GPT-Subtrans

GPT-Subtrans is an open source subtitle translator that uses LLMs as a translation service. It can translate subtitles between any language pairs supported by the language model.

Note: GPT-Subtrans requires an active internet connection. Subtitles are sent to the provider's servers for translation, so their privacy policy applies.

Installation

For most users the packaged release is the easiest way to use the program. Simply unzip to a folder and run gui-subtrans.exe. You will be prompted for some basic settings on first run.

OpenAI

https://openai.com/policies/privacy-policy

You will need an OpenAI API key from https://platform.openai.com/account/api-keys to use OpenAI's GPT models as a translator.

If the API key is associated with a free trial account the translation speed will be severely restricted.

Google Gemini

https://ai.google.dev/terms

Please note that the Google Gemini API can only be accessed from IP addresses in certain geographic regions: https://ai.google.dev/available_regions

You will need a Google Gemini API key from https://ai.google.dev/ or from a project created on https://console.cloud.google.com/. You must ensure that Generative AI is enabled for the api key and project.

Gemini support is new and should be considered experimental.

MacOS

Building MacOS universal binaries with PyInstaller has not worked for some time so releases are only provided for Apple Silicon.
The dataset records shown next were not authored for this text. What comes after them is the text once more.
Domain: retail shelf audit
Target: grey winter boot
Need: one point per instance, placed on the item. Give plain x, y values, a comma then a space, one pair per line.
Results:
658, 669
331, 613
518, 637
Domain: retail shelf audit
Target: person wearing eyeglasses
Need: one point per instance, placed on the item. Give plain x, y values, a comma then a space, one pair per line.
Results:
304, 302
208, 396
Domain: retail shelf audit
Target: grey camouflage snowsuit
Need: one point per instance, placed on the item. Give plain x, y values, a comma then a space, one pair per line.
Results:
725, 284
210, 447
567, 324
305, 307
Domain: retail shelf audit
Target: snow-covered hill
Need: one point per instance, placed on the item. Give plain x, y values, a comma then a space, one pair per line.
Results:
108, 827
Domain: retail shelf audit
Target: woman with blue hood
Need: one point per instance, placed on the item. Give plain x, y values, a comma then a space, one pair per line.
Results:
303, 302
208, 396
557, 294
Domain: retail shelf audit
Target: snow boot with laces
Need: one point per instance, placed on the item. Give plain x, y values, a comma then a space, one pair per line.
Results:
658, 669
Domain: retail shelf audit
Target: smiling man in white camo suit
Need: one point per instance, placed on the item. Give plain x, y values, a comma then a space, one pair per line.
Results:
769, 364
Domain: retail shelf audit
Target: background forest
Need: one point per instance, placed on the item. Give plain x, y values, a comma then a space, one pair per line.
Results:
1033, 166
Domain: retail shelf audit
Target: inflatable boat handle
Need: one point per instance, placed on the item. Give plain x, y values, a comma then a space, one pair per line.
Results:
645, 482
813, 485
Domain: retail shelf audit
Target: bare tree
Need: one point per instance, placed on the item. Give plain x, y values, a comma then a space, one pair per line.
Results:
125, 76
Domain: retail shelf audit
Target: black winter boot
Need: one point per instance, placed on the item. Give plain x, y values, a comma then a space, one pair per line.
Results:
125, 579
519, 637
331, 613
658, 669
If you have an Intel Mac you will need to install from source to use the program. If anybody would like to volunteer to maintain Intel releases, please get in touch.

Installing from source

For other platforms, or if you want to modify the program, you will need to have Python 3.10+ and pip installed on your system, then follow these steps.

Clone the GPT-Subtrans repository onto your local machine using the following command:

    git clone https://github.com/machinewrapped/gpt-subtrans.git

**The easiest setup method for most users is to run install-openai.bat or install-gemini.bat at this point and enter your API key when prompted. You can then skip the remaining steps. MacOS users should run install-mac.sh, which will configure OpenAI as the provider. **

Create a new file named .env in the root directory of the project. Add your API key to the .env file like this:

    OPENAI_API_KEY=<your_openai_api_key>
    GEMINI_API_KEY=<your_gemini_api_key>

Create a virtual environment for the project by running the following command in the root folder to create a local environment for the Python interpreter.:

    python -m venv envsubtrans

Activate the virtual environment by running the appropriate command for your operating system:

    .\envsubtrans\Scripts\activate
    .\envsubtrans\bin\activate

Install the required libraries using pip by running the following command in your terminal to install the project dependencies (listed in the requirements.txt file):

    pip install -r requirements.txt

Install the SDKs for the provider(s) you intend to use

    pip install openai
    pip install google.generativeai

Note that steps 3 and 4 are optional, but they can help prevent conflicts with other Python applications.

Usage

The program works by dividing the subtitles up into small batches and sending each one to the translation service in turn. It is likely to take time to complete, and can potentially make many API calls for each subtitle file.

By default The translated subtitles will be written to a new SRT file in the same directory with the target langugage appended to the original filename.

It is highly recommended to use Subtitle Edit's (https://www.nikse.dk/subtitleedit) "Fix Common Errors" to clean up the translated subtitles (e.g. to add line breaks).

GUI

For most people the Subtrans GUI is the best and easiest way to use the program. After installation, launch the GUI with the gui-subtrans command or shell script, and hopefully the rest should be self-explanatory.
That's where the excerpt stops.